Data Product CI/CD Pipeline¶
Ready to get your Data Product up and running smoothly? In this guide, we'll show you how to set up a CI/CD pipeline for deploying a Data Product using Bitbucket. A CI/CD pipeline (Continuous Integration/Continuous Deployment) automates the process of building, testing, and deploying your Data Product, saving you time and reducing manual work.
Scenario¶
Imagine you’re about to launch a 'Product360' Data Product. Every update and change requires careful deployment to ensure data accuracy. But doing this manually is time-consuming and error-prone. Here’s where the CI/CD pipeline steps in—your automated ally that handles it all for you. You’ll go through setting up a Bitbucket repository, defining configuration files, and deploying with just a push of a button. Let’s get started and watch your deployments go from tedious to seamless!
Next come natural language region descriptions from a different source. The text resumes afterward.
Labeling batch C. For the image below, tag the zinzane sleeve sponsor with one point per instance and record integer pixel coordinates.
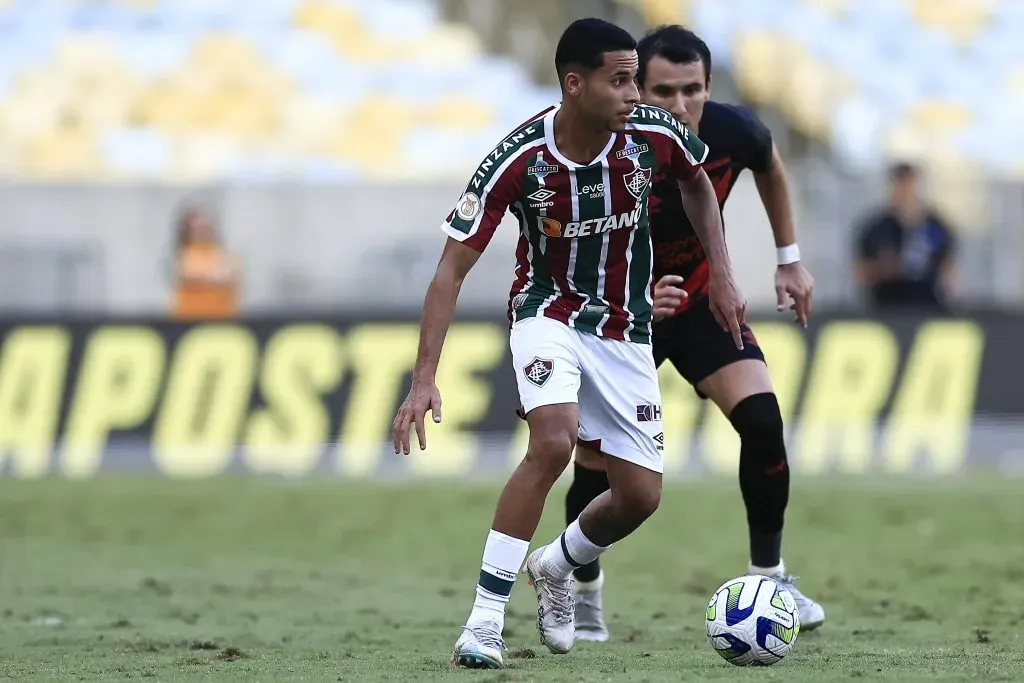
(488, 195)
(677, 145)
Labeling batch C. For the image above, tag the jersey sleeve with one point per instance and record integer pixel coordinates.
(481, 207)
(757, 140)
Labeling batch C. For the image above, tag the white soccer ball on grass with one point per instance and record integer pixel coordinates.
(752, 621)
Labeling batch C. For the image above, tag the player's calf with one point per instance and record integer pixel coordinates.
(764, 474)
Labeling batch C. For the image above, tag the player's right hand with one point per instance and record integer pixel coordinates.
(422, 397)
(669, 295)
(727, 305)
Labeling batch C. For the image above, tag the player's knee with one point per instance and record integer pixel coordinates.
(639, 503)
(758, 418)
(589, 458)
(550, 452)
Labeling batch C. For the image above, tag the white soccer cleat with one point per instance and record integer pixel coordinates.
(555, 606)
(479, 646)
(812, 614)
(590, 610)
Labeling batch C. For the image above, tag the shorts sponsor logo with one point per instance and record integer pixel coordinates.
(633, 151)
(649, 413)
(538, 371)
(469, 206)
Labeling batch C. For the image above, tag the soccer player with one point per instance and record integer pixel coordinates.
(578, 176)
(675, 74)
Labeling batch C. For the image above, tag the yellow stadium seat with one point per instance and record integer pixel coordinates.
(68, 152)
(307, 125)
(810, 92)
(445, 44)
(204, 158)
(939, 117)
(461, 114)
(656, 12)
(372, 134)
(243, 114)
(167, 108)
(86, 53)
(761, 65)
(962, 19)
(961, 191)
(338, 24)
(834, 7)
(225, 54)
(1015, 80)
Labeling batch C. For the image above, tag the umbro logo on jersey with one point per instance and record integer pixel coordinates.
(541, 198)
(539, 371)
(634, 151)
(542, 195)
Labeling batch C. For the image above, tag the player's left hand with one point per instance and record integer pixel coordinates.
(794, 281)
(669, 295)
(422, 397)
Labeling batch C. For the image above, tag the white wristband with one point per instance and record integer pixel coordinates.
(788, 254)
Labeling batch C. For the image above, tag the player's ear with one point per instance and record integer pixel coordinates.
(573, 82)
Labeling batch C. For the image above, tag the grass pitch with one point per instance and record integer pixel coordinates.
(247, 580)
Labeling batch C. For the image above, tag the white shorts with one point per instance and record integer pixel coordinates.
(613, 382)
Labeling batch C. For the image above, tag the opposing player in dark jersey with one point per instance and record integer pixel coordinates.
(578, 176)
(675, 74)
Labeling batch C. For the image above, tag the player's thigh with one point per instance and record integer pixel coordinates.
(707, 357)
(621, 401)
(545, 355)
(729, 385)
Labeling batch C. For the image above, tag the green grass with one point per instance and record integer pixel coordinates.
(246, 580)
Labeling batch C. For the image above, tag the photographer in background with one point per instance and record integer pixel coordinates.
(206, 274)
(905, 252)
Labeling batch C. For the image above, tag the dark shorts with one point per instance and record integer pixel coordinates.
(697, 347)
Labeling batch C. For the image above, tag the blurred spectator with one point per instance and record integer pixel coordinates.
(905, 252)
(206, 274)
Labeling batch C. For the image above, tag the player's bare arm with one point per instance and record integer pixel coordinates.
(700, 205)
(438, 308)
(792, 279)
(669, 295)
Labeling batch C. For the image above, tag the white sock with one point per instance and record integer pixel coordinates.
(570, 551)
(768, 571)
(503, 557)
(589, 586)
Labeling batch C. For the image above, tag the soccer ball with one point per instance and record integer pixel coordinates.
(752, 621)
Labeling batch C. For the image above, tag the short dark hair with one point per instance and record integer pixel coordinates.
(902, 170)
(585, 41)
(675, 43)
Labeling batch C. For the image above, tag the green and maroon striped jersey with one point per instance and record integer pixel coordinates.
(585, 254)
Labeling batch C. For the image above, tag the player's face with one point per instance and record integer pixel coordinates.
(681, 89)
(608, 94)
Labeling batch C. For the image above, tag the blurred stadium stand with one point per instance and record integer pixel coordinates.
(357, 95)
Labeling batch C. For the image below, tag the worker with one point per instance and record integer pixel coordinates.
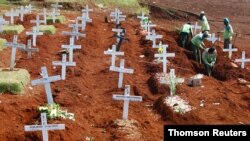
(227, 33)
(204, 23)
(197, 44)
(209, 59)
(185, 33)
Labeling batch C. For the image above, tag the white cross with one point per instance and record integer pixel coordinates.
(153, 38)
(243, 60)
(74, 33)
(147, 27)
(142, 17)
(164, 56)
(86, 11)
(230, 50)
(113, 53)
(118, 31)
(121, 71)
(71, 48)
(46, 80)
(126, 98)
(195, 27)
(172, 81)
(64, 64)
(35, 32)
(12, 15)
(212, 38)
(2, 22)
(14, 45)
(21, 12)
(44, 14)
(44, 127)
(37, 22)
(29, 49)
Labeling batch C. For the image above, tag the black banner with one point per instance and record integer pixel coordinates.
(198, 132)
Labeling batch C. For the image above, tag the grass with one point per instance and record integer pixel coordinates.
(13, 29)
(47, 29)
(2, 42)
(59, 19)
(14, 81)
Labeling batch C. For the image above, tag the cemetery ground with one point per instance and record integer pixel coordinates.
(88, 89)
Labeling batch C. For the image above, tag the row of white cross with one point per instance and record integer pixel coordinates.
(117, 17)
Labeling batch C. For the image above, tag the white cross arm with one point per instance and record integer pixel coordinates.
(129, 98)
(46, 80)
(123, 70)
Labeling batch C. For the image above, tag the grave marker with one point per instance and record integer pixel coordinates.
(172, 81)
(64, 64)
(12, 14)
(121, 71)
(153, 38)
(35, 32)
(113, 53)
(2, 22)
(243, 60)
(14, 45)
(46, 80)
(44, 127)
(164, 56)
(86, 11)
(230, 50)
(196, 27)
(71, 48)
(29, 49)
(126, 98)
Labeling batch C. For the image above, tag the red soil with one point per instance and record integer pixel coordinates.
(88, 88)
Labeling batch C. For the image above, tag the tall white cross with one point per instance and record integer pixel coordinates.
(12, 14)
(44, 127)
(14, 45)
(74, 33)
(195, 27)
(29, 49)
(153, 38)
(243, 60)
(46, 80)
(44, 14)
(126, 98)
(172, 81)
(37, 22)
(113, 53)
(71, 48)
(86, 11)
(164, 56)
(35, 32)
(212, 38)
(147, 27)
(64, 64)
(230, 50)
(2, 22)
(121, 71)
(118, 31)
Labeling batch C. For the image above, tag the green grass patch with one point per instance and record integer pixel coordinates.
(59, 19)
(47, 29)
(2, 42)
(14, 81)
(13, 29)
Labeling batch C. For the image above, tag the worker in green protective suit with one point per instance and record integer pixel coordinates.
(185, 33)
(227, 33)
(204, 22)
(209, 59)
(197, 44)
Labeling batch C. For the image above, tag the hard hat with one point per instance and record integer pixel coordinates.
(226, 20)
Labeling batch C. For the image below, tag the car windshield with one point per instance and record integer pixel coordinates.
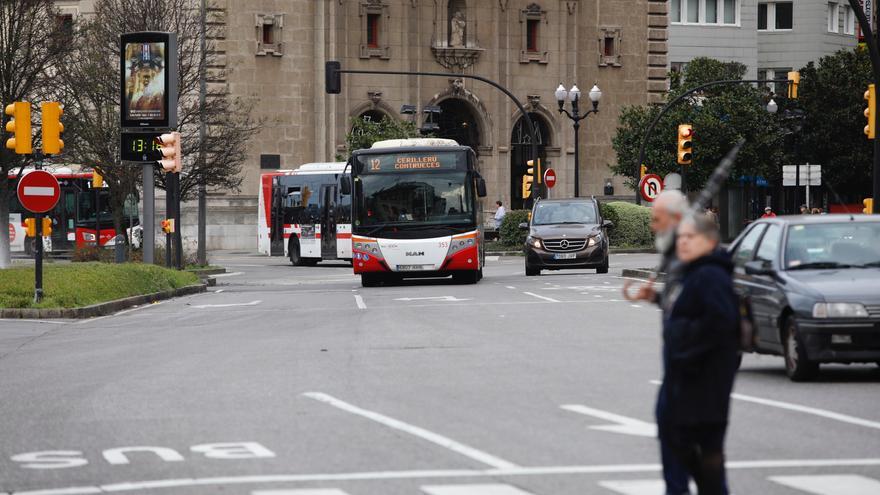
(833, 245)
(564, 212)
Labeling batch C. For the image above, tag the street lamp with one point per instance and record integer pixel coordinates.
(573, 95)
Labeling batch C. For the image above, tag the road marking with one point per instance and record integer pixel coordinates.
(360, 301)
(132, 486)
(625, 425)
(230, 305)
(447, 443)
(845, 418)
(486, 489)
(550, 299)
(841, 484)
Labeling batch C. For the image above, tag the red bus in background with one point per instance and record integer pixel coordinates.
(75, 217)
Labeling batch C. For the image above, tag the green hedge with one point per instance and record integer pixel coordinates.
(632, 224)
(510, 233)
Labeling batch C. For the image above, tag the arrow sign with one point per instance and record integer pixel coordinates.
(438, 298)
(624, 425)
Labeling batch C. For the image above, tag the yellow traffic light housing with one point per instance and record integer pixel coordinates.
(20, 126)
(794, 79)
(52, 127)
(685, 144)
(169, 146)
(870, 96)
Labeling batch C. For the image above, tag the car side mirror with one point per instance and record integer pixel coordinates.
(759, 267)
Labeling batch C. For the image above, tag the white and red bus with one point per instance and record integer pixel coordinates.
(302, 214)
(416, 211)
(74, 218)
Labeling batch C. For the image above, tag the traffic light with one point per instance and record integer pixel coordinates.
(870, 95)
(685, 144)
(794, 79)
(169, 145)
(30, 227)
(20, 126)
(52, 127)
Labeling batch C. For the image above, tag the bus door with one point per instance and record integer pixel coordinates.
(328, 221)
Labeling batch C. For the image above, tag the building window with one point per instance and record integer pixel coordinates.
(268, 33)
(713, 12)
(775, 16)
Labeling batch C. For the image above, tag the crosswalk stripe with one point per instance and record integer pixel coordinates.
(485, 489)
(839, 484)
The following steps are provided to guide you through the successful setup of a CI/CD Data Product pipeline:
-
Creating a repository in Bitbucket
-
Cloning the repository and adding the downloaded folder to it
-
Making specific modifications to the folder/directory
-
Adding repository variables in Bitbucket
-
Deploying the pipeline
-
Verifying the deployment
Pre-requisites¶
To begin building the pipeline, ensure the following prerequisites are met:
- Have a blueprint of the Data Product you plan to build. For example, if creating a Data Product like
sales-360
, identify the necessary resources, such as Depot, Services, Workflows, or Lens. -
Obtain the following DataOS environment variables:
-
License organization ID, license key, Docker username & password, and DataOS prime API key: These details can be provided by the DataOS operator or admin.
-
API key: Generate the DataOS API key in the DataOS profile section.
-
Client secret, access token, and refresh token: These can be obtained from the
.dataos
folder within your home directory.
-
Steps to build a CI/CD pipeline¶
Follow these steps to begin building the CI/CD pipeline for your Data Product.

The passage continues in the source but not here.